Jésus lève les yeux et voit la veuve misérable, une femme sans artifice, sans attrait pour attirer le regard, une femme invisible aux passants. Qui porterait attention à cette pauvresse, à cet itinérant, à ce vieillard dans l’autobus à qui personne ne cède la place, à cet enfant mal vêtu dans la rue? Qui attribuerait quelques vertus à ces pauvres misérables que nous évitons de croiser dans la rue, de peur de quelques demandes? Jésus lève les yeux et voit cette veuve qui donne plutôt de demander, elle donne une pauvre pièce qui glisse sans tintement au fond du tronc. Qui prête de l’importance à ce don qui fait un bruit de frottement le long du goulot? Jésus qui vient se donner entièrement et cela jusqu’à la fin des temps, entend le son de la générosité de ce don. Jésus, qui vient sans artifice et attrait pour les apparences, voit cette femme. Lui, qui se cache dans un morceau de pain pour donner sa vie éternelle, entend bien la générosité du cœur de cette veuve qui n’en dort plus de ne pouvoir se donner entièrement à Dieu. Jésus voit dans le secret et il lui revaudra. . « Pour toi, quand tu fais l’aumône, que ta main gauche ignore ce que fait ta main droite, afin que ton aumône soit secrète; et ton Père, qui voit dans le secret, te le rendra. » Il lui revaudra, car son don tout entier, lui donnera de reconnaître sur le chemin de la croix celui qui se donnera tout entier pour sauver la multitude, pour ouvrir le Temple à tous, pour abolir les interdictions et les peines de mort à ceux qui veulent s’abreuver à la source de vie. La misérable veuve reconnaîtra l’Agneau de Dieu sur la croix, elle verra comme le centurion qui fend le cœur de Jésus que celui-ci est vraiment le Fils de Dieu. Elle reconnaîtra celui qui permettra enfin de pouvoir se livrer entièrement à Dieu et de se consacrer à son amour. Elle verra celui qui voit sa richesse et sa valeur et qui l’ouvre à la vie éternelle dans la joie de l’amour en unité avec tous.

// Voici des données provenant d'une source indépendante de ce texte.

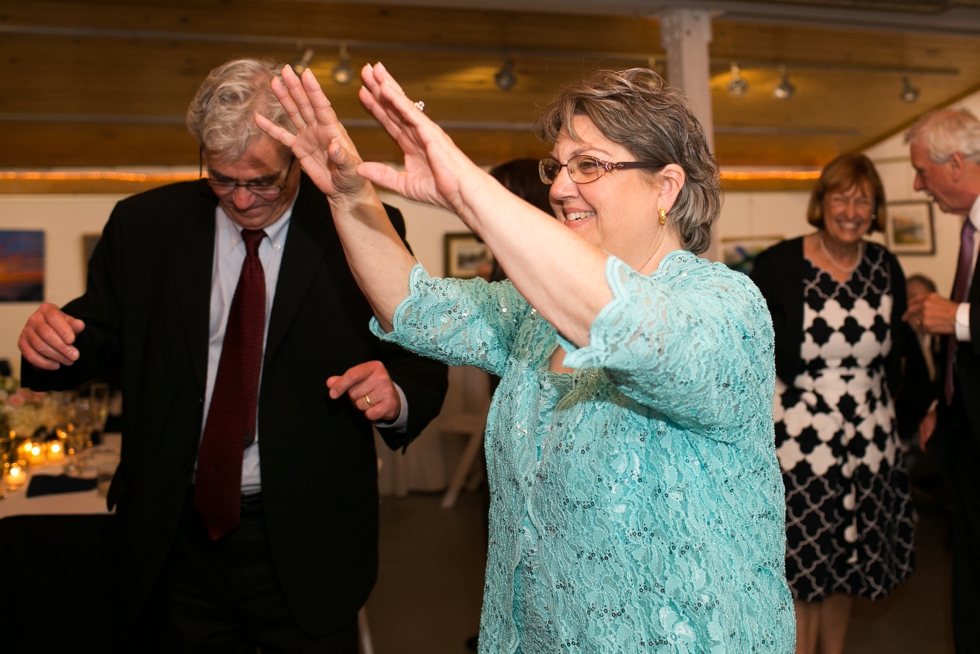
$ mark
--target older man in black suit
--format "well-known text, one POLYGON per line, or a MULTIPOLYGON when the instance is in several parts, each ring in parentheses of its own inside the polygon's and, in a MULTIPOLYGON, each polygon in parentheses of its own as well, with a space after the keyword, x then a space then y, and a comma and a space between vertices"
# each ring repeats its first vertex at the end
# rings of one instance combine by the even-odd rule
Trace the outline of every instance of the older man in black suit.
POLYGON ((909 300, 906 320, 942 339, 937 406, 920 427, 956 489, 953 524, 953 634, 957 652, 980 652, 980 121, 965 110, 923 116, 906 135, 915 189, 946 213, 965 216, 951 299, 909 300))
POLYGON ((337 208, 256 128, 260 112, 291 129, 279 68, 211 72, 188 111, 208 178, 120 202, 85 295, 20 338, 35 389, 122 369, 121 613, 160 651, 356 653, 377 574, 371 423, 403 447, 446 390, 444 366, 369 332, 337 208))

« Et lui, levant les yeux sur ses disciples, disait : “Heureux, vous les pauvres, car le Royaume de Dieu est à vous. Heureux, vous qui avez faim maintenant, car vous serez rassasiés. Heureux, vous qui pleurez maintenant, car vous rirez. Heureux êtes-vous, quand les hommes vous haïront, quand ils vous frapperont d’exclusion et qu’ils insulteront et proscriront votre nom comme infâme, à cause du Fils de l’homme. Réjouissez-vous ce jour-là et tressaillez d’allégresse, car voici que votre récompense sera grande dans le ciel. C’est de cette manière, en effet, que leurs pères traitaient les prophètes.” (Lc 6, 20-23)

Heureux êtes-vous quand vous donnez en entier votre vie pour l’amour de Dieu et du prochain comme Dieu se donne en entier à chaque instant pour nous.